For the past couple of years, Mesa, AZ, has proudly been able to proclaim its stature as an Apple manufacturing site.
But amid the hoopla of the Super Bowl in Phoenix, Apple’s plans to produce sapphire screens for iPhones at its Mesa plant fell apart. The company announced Feb. 2 that it would spend $2 billion to convert the factory into a data center.
The move followed an October bankruptcy filing by GT Advanced Technologies, the contractor Apple hired to produce the screens. According to Bloomberg, it failed to produce screens of sufficient quality, putting it out of compliance with its Apple agreement.
Despite the investment, the move will mean far fewer jobs for Mesa. KJZZ public radio reporter Kristena Hansen, a Cronkite School alum, said the data center will employ only 150 people, not the 700 employed at the factory, and far less than the thousands of jobs Arizona envisioned when it began competing for the factory.
Nonetheless, Apple considers the project to be a major one. And, it is still getting incentives from the state, although it and Arizona are in an economic development tango.
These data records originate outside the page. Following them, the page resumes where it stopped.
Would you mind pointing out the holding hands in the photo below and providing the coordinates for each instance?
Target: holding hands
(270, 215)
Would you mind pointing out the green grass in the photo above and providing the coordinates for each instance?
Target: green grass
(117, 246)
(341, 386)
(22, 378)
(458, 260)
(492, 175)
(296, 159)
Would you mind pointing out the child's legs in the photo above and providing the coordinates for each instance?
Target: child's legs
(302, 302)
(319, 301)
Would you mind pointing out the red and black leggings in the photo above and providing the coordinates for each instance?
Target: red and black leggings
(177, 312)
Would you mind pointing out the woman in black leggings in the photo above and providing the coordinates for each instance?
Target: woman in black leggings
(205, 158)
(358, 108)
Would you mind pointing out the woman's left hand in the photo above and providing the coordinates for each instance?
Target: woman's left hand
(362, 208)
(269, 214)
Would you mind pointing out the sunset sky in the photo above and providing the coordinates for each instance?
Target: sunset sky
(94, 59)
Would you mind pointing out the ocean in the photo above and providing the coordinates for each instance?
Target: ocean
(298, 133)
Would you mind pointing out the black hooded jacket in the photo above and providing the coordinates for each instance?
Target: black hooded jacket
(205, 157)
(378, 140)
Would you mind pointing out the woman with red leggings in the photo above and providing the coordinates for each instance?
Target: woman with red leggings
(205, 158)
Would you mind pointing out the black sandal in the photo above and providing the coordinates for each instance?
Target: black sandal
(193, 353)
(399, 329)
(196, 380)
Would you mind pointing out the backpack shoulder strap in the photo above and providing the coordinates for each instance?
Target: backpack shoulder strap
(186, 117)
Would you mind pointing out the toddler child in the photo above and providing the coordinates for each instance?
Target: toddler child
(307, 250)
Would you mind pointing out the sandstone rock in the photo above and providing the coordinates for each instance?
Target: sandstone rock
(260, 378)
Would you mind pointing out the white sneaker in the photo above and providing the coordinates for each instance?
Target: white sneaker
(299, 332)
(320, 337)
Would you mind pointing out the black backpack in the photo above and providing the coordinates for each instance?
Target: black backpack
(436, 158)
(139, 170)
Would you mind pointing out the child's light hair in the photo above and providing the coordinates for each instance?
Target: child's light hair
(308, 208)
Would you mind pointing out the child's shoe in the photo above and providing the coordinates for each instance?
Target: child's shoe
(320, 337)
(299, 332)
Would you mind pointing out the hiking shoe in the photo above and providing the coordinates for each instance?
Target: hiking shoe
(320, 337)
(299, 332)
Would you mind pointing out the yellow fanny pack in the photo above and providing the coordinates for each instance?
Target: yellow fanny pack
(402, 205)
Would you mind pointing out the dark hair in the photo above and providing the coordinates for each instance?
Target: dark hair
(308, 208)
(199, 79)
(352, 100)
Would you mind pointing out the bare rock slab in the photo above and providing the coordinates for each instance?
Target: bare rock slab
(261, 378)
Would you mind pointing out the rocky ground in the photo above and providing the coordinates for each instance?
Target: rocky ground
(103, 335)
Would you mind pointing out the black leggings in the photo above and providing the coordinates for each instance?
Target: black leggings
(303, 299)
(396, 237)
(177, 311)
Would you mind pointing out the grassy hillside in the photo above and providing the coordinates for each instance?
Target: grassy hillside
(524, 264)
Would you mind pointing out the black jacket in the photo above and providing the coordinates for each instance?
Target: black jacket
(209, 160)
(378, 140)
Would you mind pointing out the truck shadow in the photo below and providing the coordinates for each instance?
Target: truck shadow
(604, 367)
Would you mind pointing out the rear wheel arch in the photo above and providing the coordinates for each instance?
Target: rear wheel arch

According to Hansen’s report, state lawmakers are considering a new package that would allow Apple’s “international operations center,” as the proposal calls it, to take advantage of the same tax breaks that were approved last year for manufacturers and designated specifically for Apple’s then-manufacturing facility.
The current proposal would mean at least $28 million in income and sales tax breaks for Apple, according to the proposed legislation and estimates by the Joint Legislative Budget Committee. (Apple decided not to accept $10 million from a different state fund that had been promised as part of the initial factory deal.)
That’s on top of the roughly $1 million per year Apple has already saved in property taxes this year and last because the Mesa facility is located within a Foreign Trade Subzone, according to calculations by KJZZ based on formulas and property information from the Maricopa County Assessor’s and Treasurer’s offices.
Businesses located within Foreign Trade Subzones and Zones, which are federally designated geographic areas, are exempt from various customs duties and taxes.
FTZ businesses enjoy an additional perk in Arizona that’s not offered in other states: lower property taxes. Apple and other Arizona FTZ businesses pay a 5 percent property tax rate versus the normal commercial rate of around 18.5 percent.
As a global command center, however, Apple’s facility would technically lose its FTZ status because it would no longer be involved in manufacturing and distribution activities as is required, Bill Jabjiniak, Mesa’s economic development director, told KJZZ.
But Apple is trying to prevent that from happening. Jabjiniak said the tech giant is currently working with U.S. Customs and Border Protection, which supervises FTZs, to see how it can maintain its FTZ status, since it will be importing and exporting parts.
In the meantime, Mesa can still claim to be an Apple location. The computer company just won’t be producing something you can hold in your hand.